Pero, hermanos, tengan cuidado de no convertirse en extremistas de ningún lado. El grado de aversión de un hombre al comunismo no siempre puede medirse por el ruido que hace al ir y llamar comunista a todo aquel que no esté de acuerdo con su propio sesgo político. No hay excusa para que los miembros de esta Iglesia, especialmente los hombres que poseen el sacerdocio, se opongan unos a otros sobre el comunismo; todos estamos irrevocablemente en contra, pero debemos estar unidos en nuestra lucha contra él. No socavemos nuestro gobierno ni acusemos a quienes ocupan cargos de ser indulgentes con el comunismo. Además, nuestras capillas y lugares de reunión no deben estar disponibles para aquellos que buscan ganancia financiera o ventaja política al destruir la fe en nuestros funcionarios electos bajo el pretexto de luchar contra el comunismo. Que los autoproclamados defensores de nuestra libertad financien sus propios planes.
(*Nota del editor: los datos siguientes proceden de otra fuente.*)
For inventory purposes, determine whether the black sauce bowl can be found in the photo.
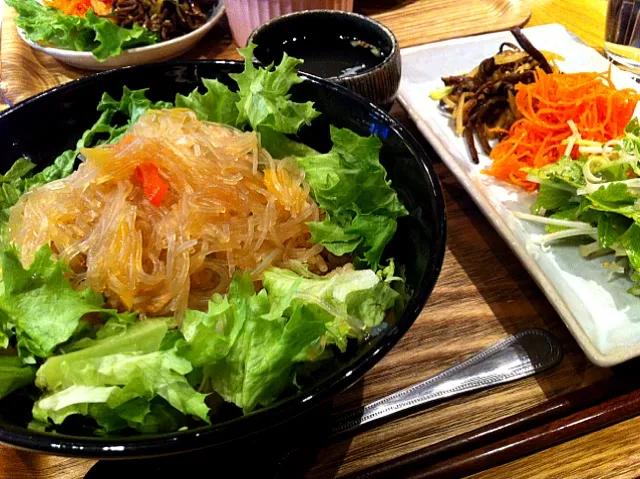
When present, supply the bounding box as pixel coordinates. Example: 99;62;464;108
248;10;402;110
0;61;446;459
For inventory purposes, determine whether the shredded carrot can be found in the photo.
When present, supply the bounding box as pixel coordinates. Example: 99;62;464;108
44;0;113;17
484;68;640;191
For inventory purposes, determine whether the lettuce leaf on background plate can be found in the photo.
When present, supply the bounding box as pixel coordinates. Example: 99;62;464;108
0;246;111;364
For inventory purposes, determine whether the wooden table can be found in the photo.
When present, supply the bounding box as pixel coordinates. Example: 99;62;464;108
0;0;640;479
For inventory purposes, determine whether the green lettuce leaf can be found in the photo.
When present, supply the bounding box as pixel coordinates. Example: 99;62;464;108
36;319;168;390
0;356;36;399
297;127;407;269
527;156;586;189
182;288;253;367
531;183;575;215
0;245;105;363
6;0;160;61
229;44;320;133
198;266;399;413
82;86;173;146
263;268;398;351
597;213;632;248
175;78;240;126
258;126;320;160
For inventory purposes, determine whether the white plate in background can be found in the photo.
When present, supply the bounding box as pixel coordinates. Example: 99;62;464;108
15;0;224;71
399;25;640;366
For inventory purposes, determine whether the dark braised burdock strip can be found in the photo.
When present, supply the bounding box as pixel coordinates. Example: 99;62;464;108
113;0;207;40
511;27;553;73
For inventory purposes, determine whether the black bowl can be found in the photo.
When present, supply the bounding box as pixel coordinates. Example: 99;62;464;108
248;10;402;110
0;61;446;458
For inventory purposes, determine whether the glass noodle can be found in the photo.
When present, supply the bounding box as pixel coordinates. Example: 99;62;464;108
9;108;328;320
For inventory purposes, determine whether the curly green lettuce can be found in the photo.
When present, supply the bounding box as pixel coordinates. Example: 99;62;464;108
5;0;160;62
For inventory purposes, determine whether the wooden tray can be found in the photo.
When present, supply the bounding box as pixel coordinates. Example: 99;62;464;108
0;0;530;103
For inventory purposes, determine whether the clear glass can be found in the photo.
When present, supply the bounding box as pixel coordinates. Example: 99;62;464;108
604;0;640;72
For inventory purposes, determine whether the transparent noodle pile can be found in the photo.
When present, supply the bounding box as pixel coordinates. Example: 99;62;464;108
9;109;327;319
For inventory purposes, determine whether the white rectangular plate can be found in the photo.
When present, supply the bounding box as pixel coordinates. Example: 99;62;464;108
400;25;640;366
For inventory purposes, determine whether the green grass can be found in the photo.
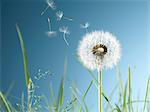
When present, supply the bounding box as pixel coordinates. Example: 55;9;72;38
0;24;150;112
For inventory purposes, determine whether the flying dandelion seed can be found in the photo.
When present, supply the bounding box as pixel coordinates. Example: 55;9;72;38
41;0;56;16
77;31;121;112
78;31;121;70
56;11;73;21
59;26;70;46
80;22;90;32
46;18;57;37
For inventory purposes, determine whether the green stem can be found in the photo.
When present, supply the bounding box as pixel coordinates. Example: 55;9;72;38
98;70;103;112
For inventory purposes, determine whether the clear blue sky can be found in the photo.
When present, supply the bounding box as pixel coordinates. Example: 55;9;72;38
1;0;150;112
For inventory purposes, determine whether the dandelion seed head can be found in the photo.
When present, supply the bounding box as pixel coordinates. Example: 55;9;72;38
59;26;70;35
56;11;64;21
80;22;90;29
77;31;121;70
46;31;57;37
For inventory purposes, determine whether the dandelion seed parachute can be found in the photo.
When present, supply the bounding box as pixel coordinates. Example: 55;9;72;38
77;31;121;70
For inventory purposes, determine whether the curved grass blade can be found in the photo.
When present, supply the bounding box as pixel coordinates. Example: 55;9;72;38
80;80;93;112
0;92;11;112
16;24;29;87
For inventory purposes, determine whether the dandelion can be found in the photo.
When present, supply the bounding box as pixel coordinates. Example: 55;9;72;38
41;0;56;16
56;11;73;21
77;31;121;112
80;22;90;32
46;18;57;37
59;26;70;46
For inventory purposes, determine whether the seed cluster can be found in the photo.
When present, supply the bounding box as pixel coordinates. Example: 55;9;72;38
92;44;107;57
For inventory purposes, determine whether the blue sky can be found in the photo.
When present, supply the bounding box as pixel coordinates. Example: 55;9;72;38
1;0;150;112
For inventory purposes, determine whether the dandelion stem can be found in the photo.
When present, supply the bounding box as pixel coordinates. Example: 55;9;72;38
47;18;52;31
98;70;103;112
41;5;49;16
27;82;31;112
63;33;69;46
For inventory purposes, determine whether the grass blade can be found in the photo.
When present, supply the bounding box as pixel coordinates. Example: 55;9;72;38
80;80;93;112
0;92;11;112
143;76;150;112
16;24;29;87
57;58;67;112
128;67;132;112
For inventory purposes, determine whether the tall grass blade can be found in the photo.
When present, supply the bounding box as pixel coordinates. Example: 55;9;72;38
0;92;11;112
16;24;29;87
57;58;67;112
128;67;132;112
50;85;56;112
143;76;150;112
116;66;125;104
123;83;127;112
80;80;93;112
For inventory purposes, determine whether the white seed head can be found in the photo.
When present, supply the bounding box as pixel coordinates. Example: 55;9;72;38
77;31;121;70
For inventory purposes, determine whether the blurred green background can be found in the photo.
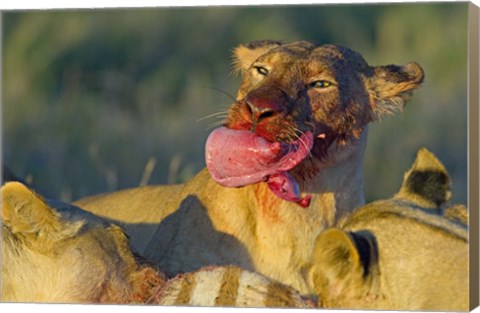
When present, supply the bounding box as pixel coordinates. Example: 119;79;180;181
2;3;468;203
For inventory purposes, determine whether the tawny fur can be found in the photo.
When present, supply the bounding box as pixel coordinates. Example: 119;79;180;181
0;182;164;303
309;149;469;311
150;266;314;308
76;41;423;293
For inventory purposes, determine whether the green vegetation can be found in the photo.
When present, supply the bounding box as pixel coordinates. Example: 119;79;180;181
2;3;468;203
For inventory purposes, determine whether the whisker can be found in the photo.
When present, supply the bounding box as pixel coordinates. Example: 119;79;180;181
205;87;237;101
197;111;228;122
205;121;223;130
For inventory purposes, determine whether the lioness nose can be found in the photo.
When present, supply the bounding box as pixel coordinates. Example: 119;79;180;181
245;88;287;124
247;101;276;123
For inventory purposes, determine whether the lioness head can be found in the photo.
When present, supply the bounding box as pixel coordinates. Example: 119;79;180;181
0;182;163;303
309;149;469;311
207;41;424;206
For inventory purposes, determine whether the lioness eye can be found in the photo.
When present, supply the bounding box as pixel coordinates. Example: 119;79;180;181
309;80;332;88
255;66;268;76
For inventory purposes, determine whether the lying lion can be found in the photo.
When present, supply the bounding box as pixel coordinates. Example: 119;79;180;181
309;150;469;311
152;149;469;311
0;182;164;303
76;41;424;292
0;179;313;308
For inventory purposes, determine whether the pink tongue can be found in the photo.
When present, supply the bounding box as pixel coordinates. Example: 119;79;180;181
206;127;313;207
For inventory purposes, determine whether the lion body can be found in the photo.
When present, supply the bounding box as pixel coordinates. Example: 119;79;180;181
76;41;423;293
1;183;164;303
310;149;469;311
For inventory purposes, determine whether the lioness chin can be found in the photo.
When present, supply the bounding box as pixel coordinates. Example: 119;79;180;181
76;41;423;292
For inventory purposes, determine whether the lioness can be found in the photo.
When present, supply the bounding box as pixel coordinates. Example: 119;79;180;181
76;41;424;292
0;182;313;307
309;149;469;311
0;182;164;303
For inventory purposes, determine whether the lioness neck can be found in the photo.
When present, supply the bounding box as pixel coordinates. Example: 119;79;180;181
222;133;367;293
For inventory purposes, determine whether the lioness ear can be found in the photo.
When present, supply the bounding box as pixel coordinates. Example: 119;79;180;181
367;63;424;120
233;40;282;73
308;228;377;302
395;148;452;209
0;182;83;239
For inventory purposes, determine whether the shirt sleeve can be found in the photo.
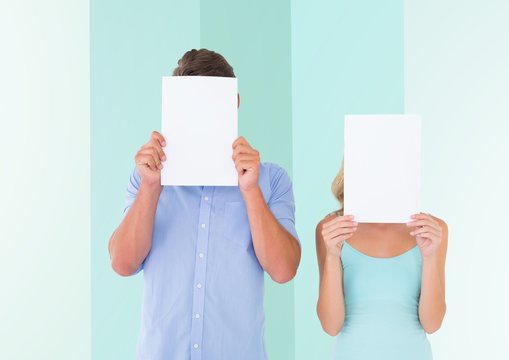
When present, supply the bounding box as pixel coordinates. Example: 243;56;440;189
267;164;300;244
122;167;145;275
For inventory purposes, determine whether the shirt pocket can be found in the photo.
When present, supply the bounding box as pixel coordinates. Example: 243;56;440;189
223;201;253;250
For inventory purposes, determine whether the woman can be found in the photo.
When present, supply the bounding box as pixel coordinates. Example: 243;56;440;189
316;163;447;360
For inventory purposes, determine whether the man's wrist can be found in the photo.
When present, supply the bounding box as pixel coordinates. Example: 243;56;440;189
139;181;163;197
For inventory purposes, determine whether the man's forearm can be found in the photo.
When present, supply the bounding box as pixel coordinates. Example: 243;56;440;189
419;257;446;333
242;187;300;283
109;183;162;276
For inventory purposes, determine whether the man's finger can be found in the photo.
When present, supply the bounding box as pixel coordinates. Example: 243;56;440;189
150;131;166;147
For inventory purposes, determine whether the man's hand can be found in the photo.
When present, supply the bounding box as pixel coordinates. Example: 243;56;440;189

Hacemos un llamado al sacerdocio de la Iglesia para que permanezca unido con un frente sólido contra todo lo que privaría a los hombres de su libertad dada por Dios.
Les dejo nuevamente mi testimonio de que sé que Dios vive y que Jesucristo es el Hijo de Dios. Desde lo más profundo de mi corazón doy testimonio de este hecho y de que José el Profeta fue ordenado, apartado y llamado como el líder de esta gran dispensación. Doy testimonio de que nuestro amado Presidente hoy posee todas las llaves y la autoridad otorgadas a José Smith, y de que él es el portavoz de Dios en la tierra hoy. Lo honramos y sostenemos.
Que Dios les ayude a ustedes, hermanos, y a todos nosotros a mantenernos fieles hasta el fin, fieles a Dios, fieles a nuestro país y a sus instituciones, y fieles a la verdad, es mi oración en el nombre de Jesucristo. Amén.